In the event the Company chooses to complete the proposed $300 million offering, RH would expect to enter into convertible note hedge and warrant transactions that are designed to offset the effect of dilution from the conversion of the notes up to 100% or more of the common stock price at the time of pricing of the notes.
The proceeds from the offering would primarily be used to retire the Company’s $200 million of outstanding second lien debt, reduce outstanding borrowings under the Company’s credit facility and to pay the net costs of the convertible note hedge and warrant transactions. The retirement of the Company’s second lien debt would reduce interest expense by approximately $6.5 million in the second half of fiscal 2019, and $18 million on an annual basis, and would enable the Company to increase adjusted diluted earnings per share by approximately $0.20 to $0.25 this year, and $0.65 to $0.70 in fiscal 2020.
The interest rate, conversion price and other terms of any new issuance of notes are subject to the final pricing determination in connection with any offering. The notes would be convertible into cash, shares of RH’s common stock, or a combination thereof, at RH’s election.

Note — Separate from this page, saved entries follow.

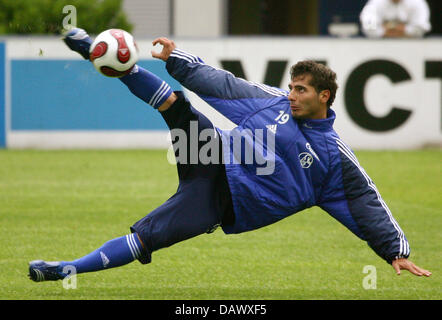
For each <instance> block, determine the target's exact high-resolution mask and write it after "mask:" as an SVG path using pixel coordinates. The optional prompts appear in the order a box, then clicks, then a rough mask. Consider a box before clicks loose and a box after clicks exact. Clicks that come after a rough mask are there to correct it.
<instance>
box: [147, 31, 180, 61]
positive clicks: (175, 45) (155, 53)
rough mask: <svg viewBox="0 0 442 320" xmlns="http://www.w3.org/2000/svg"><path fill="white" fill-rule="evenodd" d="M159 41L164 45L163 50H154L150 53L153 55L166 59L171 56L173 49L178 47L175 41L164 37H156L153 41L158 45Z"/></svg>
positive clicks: (167, 58) (162, 58)
mask: <svg viewBox="0 0 442 320" xmlns="http://www.w3.org/2000/svg"><path fill="white" fill-rule="evenodd" d="M158 43H159V44H161V45H162V46H163V50H161V52H160V53H157V52H155V51H153V50H152V51H151V52H150V53H151V54H152V57H154V58H157V59H161V60H163V61H166V60H167V59H168V58H169V56H170V54H171V53H172V51H173V50H175V48H176V45H175V42H173V41H172V40H170V39H167V38H164V37H162V38H156V39H155V40H154V41H152V44H153V45H154V46H156V45H157V44H158Z"/></svg>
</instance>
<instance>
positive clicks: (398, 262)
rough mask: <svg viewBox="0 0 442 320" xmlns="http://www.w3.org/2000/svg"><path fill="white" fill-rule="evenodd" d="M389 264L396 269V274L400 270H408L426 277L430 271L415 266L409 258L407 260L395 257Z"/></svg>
mask: <svg viewBox="0 0 442 320" xmlns="http://www.w3.org/2000/svg"><path fill="white" fill-rule="evenodd" d="M391 265H392V266H393V268H394V270H396V274H397V275H400V274H401V270H408V271H410V272H411V273H412V274H414V275H416V276H419V277H420V276H426V277H429V276H431V272H430V271H428V270H425V269H422V268H420V267H418V266H416V265H415V264H414V263H413V262H411V261H410V260H408V259H406V258H399V259H396V260H394V261H393V262H392V264H391Z"/></svg>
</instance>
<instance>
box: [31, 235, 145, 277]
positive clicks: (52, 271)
mask: <svg viewBox="0 0 442 320" xmlns="http://www.w3.org/2000/svg"><path fill="white" fill-rule="evenodd" d="M145 254H146V253H145V249H144V248H143V245H142V243H141V241H140V239H139V237H138V235H137V234H136V233H131V234H128V235H126V236H123V237H118V238H115V239H113V240H110V241H107V242H106V243H105V244H103V245H102V246H101V247H100V248H98V249H96V250H94V251H93V252H91V253H89V254H87V255H85V256H84V257H82V258H79V259H76V260H73V261H57V262H46V261H43V260H35V261H31V262H30V263H29V277H30V279H31V280H33V281H36V282H40V281H47V280H59V279H63V278H65V277H66V276H67V275H68V274H69V273H70V272H72V271H73V270H74V271H75V273H77V274H79V273H85V272H92V271H99V270H104V269H110V268H115V267H119V266H123V265H125V264H128V263H130V262H132V261H134V260H135V259H140V258H141V257H142V256H143V255H145ZM65 267H69V268H65Z"/></svg>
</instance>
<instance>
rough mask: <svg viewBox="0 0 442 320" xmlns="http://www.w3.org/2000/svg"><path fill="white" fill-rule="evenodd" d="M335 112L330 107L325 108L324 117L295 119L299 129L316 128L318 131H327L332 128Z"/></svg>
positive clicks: (333, 121)
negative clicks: (299, 128) (323, 118)
mask: <svg viewBox="0 0 442 320" xmlns="http://www.w3.org/2000/svg"><path fill="white" fill-rule="evenodd" d="M335 119H336V114H335V112H334V111H333V110H332V109H330V108H329V109H328V110H327V118H325V119H300V120H297V121H298V123H299V126H300V128H301V129H316V130H320V131H329V130H332V129H333V123H334V122H335Z"/></svg>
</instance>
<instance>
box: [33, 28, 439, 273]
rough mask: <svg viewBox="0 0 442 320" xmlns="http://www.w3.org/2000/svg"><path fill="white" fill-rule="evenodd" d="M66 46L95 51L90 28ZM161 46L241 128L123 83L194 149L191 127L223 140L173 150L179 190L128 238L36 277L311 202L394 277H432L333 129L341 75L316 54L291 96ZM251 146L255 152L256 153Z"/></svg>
mask: <svg viewBox="0 0 442 320" xmlns="http://www.w3.org/2000/svg"><path fill="white" fill-rule="evenodd" d="M64 41H65V42H66V44H67V45H68V46H69V48H71V49H72V50H74V51H77V52H79V53H80V54H81V55H82V56H83V57H84V58H85V59H88V58H89V47H90V45H91V43H92V40H91V39H90V37H89V36H88V35H87V33H86V32H85V31H84V30H82V29H73V30H71V31H70V32H69V33H68V34H67V35H66V37H65V39H64ZM153 44H154V45H156V44H160V45H162V46H163V49H162V51H161V52H160V53H156V52H152V56H153V57H154V58H158V59H161V60H163V61H165V62H166V68H167V70H168V72H169V73H170V74H171V75H172V76H173V77H174V78H175V79H176V80H178V81H179V82H180V83H181V84H182V85H183V86H184V87H186V88H188V89H189V90H191V91H193V92H195V93H196V94H198V95H199V96H200V97H201V98H202V99H203V100H205V101H206V102H208V104H209V105H211V106H212V107H213V108H215V109H216V110H218V111H219V112H220V113H222V114H223V115H224V116H226V117H227V118H229V119H230V120H231V121H233V122H234V123H236V124H237V127H236V128H235V129H234V130H231V131H225V130H220V129H219V128H215V126H214V125H213V124H212V123H211V122H210V121H209V120H208V119H207V118H206V117H205V116H204V115H203V114H201V113H200V112H198V111H197V110H195V109H194V108H193V107H192V106H191V104H190V103H189V101H188V100H187V99H186V97H185V96H184V95H183V93H182V92H173V91H172V90H171V89H170V87H169V85H168V84H167V83H165V82H164V81H163V80H161V79H159V78H158V77H157V76H155V75H154V74H152V73H151V72H149V71H148V70H145V69H143V68H141V67H139V66H135V67H134V68H133V70H132V71H131V73H130V74H128V75H125V76H123V77H122V78H120V80H121V81H122V83H124V84H125V85H126V86H127V87H128V88H129V90H130V91H131V92H132V93H133V94H134V95H136V96H137V97H139V98H140V99H142V100H143V101H145V102H146V103H148V104H150V105H152V107H154V108H155V109H157V110H158V111H159V112H160V114H161V116H162V117H163V118H164V120H165V122H166V123H167V125H168V127H169V129H170V130H171V132H172V133H178V132H181V133H184V136H185V137H187V140H186V141H185V145H186V147H188V148H190V149H192V145H193V146H194V147H195V146H196V151H197V152H196V153H197V155H199V154H200V151H201V150H203V148H205V147H207V145H206V144H205V143H203V142H202V141H200V140H199V139H198V140H197V141H192V140H191V139H190V137H192V136H195V135H192V131H194V133H195V132H197V133H199V134H202V133H203V132H206V133H207V132H211V133H212V134H210V135H207V140H208V142H207V143H209V141H210V143H213V144H211V145H212V146H216V147H214V148H211V150H210V155H209V153H208V156H210V160H211V161H209V162H207V161H206V160H207V159H201V158H200V157H197V159H195V158H194V156H195V154H194V153H191V152H187V153H185V154H184V155H183V153H182V151H183V150H177V149H176V150H175V151H176V157H177V170H178V176H179V186H178V190H177V192H176V193H175V194H174V195H173V196H172V197H171V198H169V199H168V200H167V201H166V202H165V203H164V204H162V205H161V206H160V207H158V208H157V209H155V210H154V211H152V212H151V213H149V214H148V215H147V216H145V217H144V218H142V219H141V220H139V221H137V222H136V223H135V224H134V225H132V226H131V227H130V230H131V233H130V234H128V235H125V236H122V237H119V238H116V239H113V240H110V241H108V242H106V243H105V244H104V245H103V246H102V247H100V248H98V249H97V250H95V251H93V252H91V253H89V254H87V255H86V256H84V257H81V258H79V259H77V260H74V261H57V262H45V261H43V260H35V261H32V262H31V263H30V265H29V276H30V278H31V279H32V280H34V281H45V280H58V279H63V278H64V277H66V276H67V275H68V274H67V271H63V270H66V269H65V267H67V266H70V267H73V268H75V270H76V273H84V272H91V271H98V270H103V269H108V268H113V267H118V266H122V265H125V264H127V263H130V262H132V261H134V260H136V259H137V260H139V261H140V262H141V263H143V264H146V263H150V262H151V259H152V253H153V252H155V251H156V250H159V249H161V248H165V247H168V246H171V245H173V244H175V243H177V242H180V241H183V240H186V239H189V238H192V237H195V236H198V235H201V234H203V233H210V232H212V231H213V230H214V229H215V228H216V227H217V226H221V227H222V229H223V231H224V232H225V233H226V234H231V233H240V232H245V231H251V230H255V229H258V228H261V227H264V226H266V225H269V224H272V223H275V222H277V221H279V220H281V219H283V218H285V217H288V216H290V215H292V214H294V213H296V212H299V211H301V210H303V209H306V208H309V207H312V206H318V207H320V208H322V209H323V210H325V211H326V212H328V213H329V214H330V215H331V216H332V217H334V218H335V219H337V220H338V221H339V222H341V223H342V224H343V225H344V226H346V227H347V228H348V229H349V230H350V231H351V232H353V233H354V234H355V235H356V236H357V237H359V238H360V239H362V240H363V241H366V242H367V243H368V245H369V246H370V247H371V248H372V249H373V250H374V251H375V252H376V253H377V254H378V255H379V256H380V257H381V258H383V259H384V260H385V261H386V262H388V263H390V264H392V266H393V268H394V269H395V271H396V273H397V274H400V270H401V269H405V270H408V271H410V272H411V273H413V274H415V275H418V276H422V275H424V276H430V275H431V273H430V272H429V271H427V270H424V269H422V268H420V267H418V266H416V265H415V264H413V263H412V262H411V261H410V260H408V256H409V254H410V247H409V244H408V241H407V238H406V237H405V234H404V232H403V231H402V229H401V228H400V226H399V224H398V222H397V221H396V220H395V219H394V217H393V215H392V213H391V212H390V209H389V208H388V206H387V204H386V203H385V201H384V200H383V199H382V197H381V195H380V194H379V191H378V189H377V188H376V186H375V184H374V183H373V181H372V180H371V179H370V177H369V176H368V175H367V173H366V172H365V170H364V169H363V168H362V167H361V165H360V164H359V162H358V160H357V158H356V156H355V154H354V153H353V152H352V150H351V149H350V147H349V146H348V145H347V144H346V143H345V142H344V141H343V140H342V139H341V138H340V137H339V136H338V134H337V133H336V132H335V131H334V129H333V122H334V120H335V116H336V115H335V112H334V111H333V110H332V109H331V106H332V104H333V101H334V99H335V95H336V91H337V84H336V74H335V73H334V72H333V71H332V70H330V69H329V68H328V67H326V66H324V65H321V64H318V63H315V62H313V61H301V62H298V63H297V64H295V65H294V66H292V67H291V71H290V77H291V78H290V79H291V82H290V85H289V91H285V90H281V89H278V88H273V87H270V86H267V85H264V84H258V83H252V82H249V81H246V80H243V79H240V78H236V77H235V76H234V75H233V74H231V73H229V72H226V71H224V70H219V69H216V68H213V67H211V66H209V65H207V64H205V63H204V62H203V61H202V60H201V59H200V58H198V57H197V56H194V55H192V54H190V53H187V52H184V51H182V50H179V49H177V48H176V45H175V43H174V42H173V41H171V40H169V39H167V38H158V39H156V40H155V41H154V42H153ZM264 132H265V133H266V135H265V136H264V134H263V133H264ZM172 136H174V135H172ZM177 136H178V135H177ZM198 136H199V135H197V137H198ZM238 136H239V138H240V139H239V140H237V141H241V142H242V143H244V144H245V146H251V149H250V148H249V149H247V148H243V147H240V148H238V147H237V144H235V143H234V142H233V143H232V140H233V141H234V140H235V138H236V137H238ZM209 137H210V139H209ZM173 142H174V143H175V142H177V139H175V140H174V141H173ZM247 151H248V152H249V153H250V152H252V151H253V152H252V154H253V157H252V158H250V157H249V156H250V155H249V154H246V153H247ZM192 157H193V158H192ZM263 159H264V160H265V161H261V160H263ZM203 160H204V161H203ZM247 160H248V161H247ZM258 160H259V161H258Z"/></svg>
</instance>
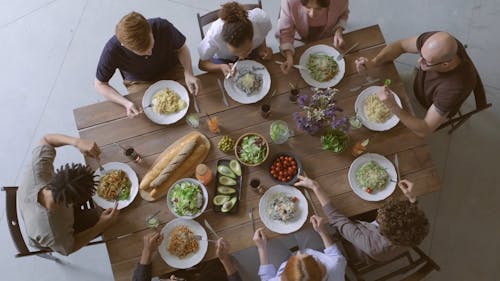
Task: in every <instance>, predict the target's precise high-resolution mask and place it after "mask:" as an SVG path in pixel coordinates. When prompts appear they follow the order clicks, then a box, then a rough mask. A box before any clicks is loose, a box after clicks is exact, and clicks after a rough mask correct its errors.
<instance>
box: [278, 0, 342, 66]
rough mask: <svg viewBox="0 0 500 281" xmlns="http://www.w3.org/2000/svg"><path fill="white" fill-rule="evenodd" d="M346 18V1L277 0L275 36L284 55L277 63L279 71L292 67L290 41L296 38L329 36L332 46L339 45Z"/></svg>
mask: <svg viewBox="0 0 500 281" xmlns="http://www.w3.org/2000/svg"><path fill="white" fill-rule="evenodd" d="M348 17H349V0H281V10H280V15H279V19H278V28H277V32H276V38H278V39H279V41H280V50H281V53H282V54H283V55H284V56H285V58H286V61H285V63H284V64H282V65H281V70H282V71H283V73H285V74H286V73H288V71H289V70H290V68H291V67H292V66H293V55H294V53H295V48H294V46H293V43H294V41H295V38H297V37H298V39H300V40H301V41H303V42H310V41H317V40H320V39H323V38H327V37H331V36H333V46H334V47H335V48H341V47H342V46H343V45H344V38H343V37H342V32H343V31H344V26H345V23H346V21H347V18H348Z"/></svg>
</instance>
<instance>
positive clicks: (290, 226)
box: [259, 185, 308, 234]
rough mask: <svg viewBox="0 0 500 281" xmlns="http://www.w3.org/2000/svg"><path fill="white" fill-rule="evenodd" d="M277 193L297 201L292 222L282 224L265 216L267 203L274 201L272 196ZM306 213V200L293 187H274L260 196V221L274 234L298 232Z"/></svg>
mask: <svg viewBox="0 0 500 281" xmlns="http://www.w3.org/2000/svg"><path fill="white" fill-rule="evenodd" d="M277 193H285V194H287V195H289V196H296V197H297V198H298V199H299V200H298V201H297V202H298V203H297V204H298V206H297V208H298V212H297V216H296V217H295V218H294V219H293V220H292V221H289V222H287V223H284V222H281V221H277V220H273V219H271V218H270V217H269V215H268V214H267V209H268V206H269V203H270V202H271V200H273V199H274V196H276V194H277ZM307 213H308V204H307V200H306V198H305V197H304V195H303V194H302V192H300V190H298V189H297V188H295V187H293V186H289V185H275V186H273V187H271V188H269V189H268V190H266V192H265V193H264V195H262V197H261V198H260V201H259V214H260V219H261V220H262V222H263V223H264V225H265V226H266V227H267V228H268V229H269V230H271V231H274V232H276V233H280V234H288V233H292V232H294V231H297V230H299V229H300V228H301V227H302V225H304V223H305V222H306V220H307Z"/></svg>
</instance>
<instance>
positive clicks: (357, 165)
mask: <svg viewBox="0 0 500 281" xmlns="http://www.w3.org/2000/svg"><path fill="white" fill-rule="evenodd" d="M372 160H373V161H375V162H377V163H378V164H379V165H380V166H381V167H382V168H384V169H385V170H386V171H387V173H388V174H389V182H388V183H387V185H386V186H385V188H384V189H382V190H380V191H375V192H374V193H368V192H366V191H364V190H363V188H362V187H360V186H359V185H358V181H357V180H356V171H357V170H358V169H359V168H360V167H361V165H363V164H365V163H366V162H369V161H372ZM348 179H349V185H350V186H351V189H352V191H354V193H356V194H357V195H358V196H359V197H361V199H364V200H366V201H380V200H384V199H385V198H387V197H389V196H390V195H391V194H392V193H393V192H394V189H396V179H397V174H396V169H395V168H394V165H393V164H392V162H391V161H389V160H388V159H387V158H385V157H384V156H382V155H380V154H376V153H366V154H363V155H361V156H359V157H358V158H356V160H354V161H353V162H352V164H351V167H349V173H348Z"/></svg>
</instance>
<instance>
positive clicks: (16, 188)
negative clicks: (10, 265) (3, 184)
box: [2, 186, 105, 263]
mask: <svg viewBox="0 0 500 281" xmlns="http://www.w3.org/2000/svg"><path fill="white" fill-rule="evenodd" d="M17 189H18V187H17V186H4V187H2V191H5V193H6V196H5V208H6V215H7V223H8V225H9V231H10V236H11V238H12V240H13V241H14V245H15V246H16V249H17V252H18V253H17V254H16V255H15V257H16V258H20V257H27V256H39V257H41V258H45V259H49V260H53V261H55V262H58V263H61V260H60V259H58V258H57V257H54V256H53V255H52V252H53V251H52V250H51V249H49V248H43V249H40V250H38V251H31V250H30V249H29V248H28V246H27V245H26V242H25V240H24V237H23V234H22V232H21V228H20V227H19V219H18V216H17ZM81 208H82V210H84V209H91V208H94V203H93V202H92V201H88V202H86V203H85V204H84V205H82V206H81ZM103 242H105V241H103V240H101V241H95V242H90V243H88V244H87V245H86V246H89V245H95V244H100V243H103Z"/></svg>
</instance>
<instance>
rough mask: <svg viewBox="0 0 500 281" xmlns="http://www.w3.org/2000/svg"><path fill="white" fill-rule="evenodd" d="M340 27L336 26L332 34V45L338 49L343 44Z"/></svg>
mask: <svg viewBox="0 0 500 281" xmlns="http://www.w3.org/2000/svg"><path fill="white" fill-rule="evenodd" d="M342 31H343V29H342V28H338V29H337V30H336V31H335V34H334V35H333V46H334V47H335V48H336V49H340V48H342V47H343V46H344V45H345V42H344V37H343V36H342Z"/></svg>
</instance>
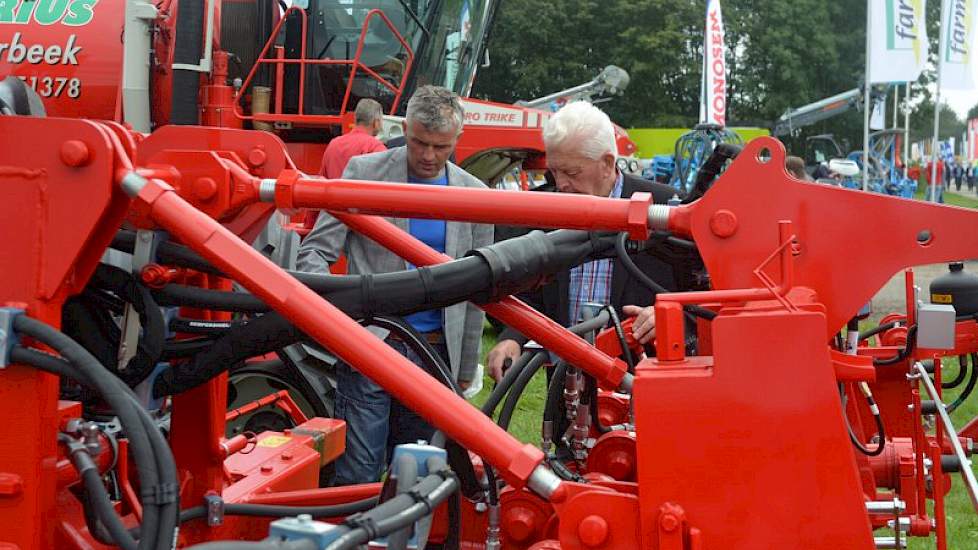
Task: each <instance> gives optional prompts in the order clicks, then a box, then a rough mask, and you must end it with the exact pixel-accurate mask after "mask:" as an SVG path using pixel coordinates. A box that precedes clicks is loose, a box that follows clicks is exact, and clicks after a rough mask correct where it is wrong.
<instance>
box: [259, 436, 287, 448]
mask: <svg viewBox="0 0 978 550" xmlns="http://www.w3.org/2000/svg"><path fill="white" fill-rule="evenodd" d="M291 440H292V438H291V437H286V436H284V435H270V436H268V437H266V438H264V439H262V440H261V441H259V442H258V446H259V447H281V446H282V445H285V444H286V443H288V442H289V441H291Z"/></svg>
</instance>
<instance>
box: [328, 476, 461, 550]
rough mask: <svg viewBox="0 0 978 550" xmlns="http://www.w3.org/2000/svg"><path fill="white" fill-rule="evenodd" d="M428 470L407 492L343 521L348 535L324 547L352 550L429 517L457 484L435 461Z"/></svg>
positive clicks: (337, 549) (447, 495) (455, 489)
mask: <svg viewBox="0 0 978 550" xmlns="http://www.w3.org/2000/svg"><path fill="white" fill-rule="evenodd" d="M428 470H429V471H430V472H432V474H430V475H428V476H426V477H424V478H423V479H421V481H419V482H418V483H417V484H416V485H415V486H414V487H413V488H412V489H411V490H410V491H408V492H406V493H403V494H400V495H397V496H395V497H393V498H391V499H390V500H388V501H386V502H384V503H382V504H380V505H379V506H377V507H376V508H374V509H373V510H370V511H368V512H364V513H362V514H357V515H354V516H351V517H349V518H347V519H346V521H345V522H343V526H344V527H346V528H348V529H349V531H347V532H346V533H344V534H343V535H341V536H340V537H339V538H338V539H336V540H335V541H333V543H332V544H330V545H329V546H327V547H326V548H327V550H344V549H350V548H355V547H357V546H359V545H361V544H366V543H367V542H368V541H371V540H373V539H375V538H377V537H382V536H386V535H389V534H391V533H393V532H395V531H397V530H399V529H403V528H404V527H407V526H409V525H411V524H412V523H414V522H415V521H417V520H419V519H421V518H423V517H424V516H426V515H428V514H431V513H432V512H433V511H434V509H435V508H436V507H437V506H438V505H439V504H441V503H442V502H444V501H445V500H447V499H448V497H449V496H450V495H451V494H452V493H454V492H456V490H457V489H458V480H457V479H456V478H455V475H454V474H453V473H452V472H451V470H448V469H447V468H446V467H445V465H444V462H442V461H440V460H439V459H435V458H430V459H428Z"/></svg>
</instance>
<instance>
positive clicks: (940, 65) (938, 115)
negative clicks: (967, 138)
mask: <svg viewBox="0 0 978 550" xmlns="http://www.w3.org/2000/svg"><path fill="white" fill-rule="evenodd" d="M946 20H947V0H942V2H941V20H940V21H938V22H937V26H938V28H939V29H940V40H938V42H937V93H936V94H935V96H934V141H933V145H932V146H931V152H930V156H931V168H930V183H931V188H930V200H931V202H937V183H938V181H937V148H938V147H937V140H938V129H939V128H940V123H941V119H940V114H941V76H942V73H943V72H944V48H945V47H946V44H947V28H946V27H947V26H946V25H945V24H944V23H945V21H946ZM941 183H942V184H943V183H944V182H941Z"/></svg>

This press release does not constitute an offer to sell or the solicitation of an offer to buy, nor shall there be any sale of these securities in any state or jurisdiction in which such offer, solicitation, or sale would be unlawful prior to registration or qualification under the securities laws of any such state or jurisdiction. The notes and the shares of common stock issuable upon conversion of the notes, if any, will not be registered under the Securities Act of 1933, as amended (the “Act”) or any state securities laws, and unless so registered, may not be offered or sold in the United States except pursuant to an exemption from the registration requirements of the Act and applicable state laws.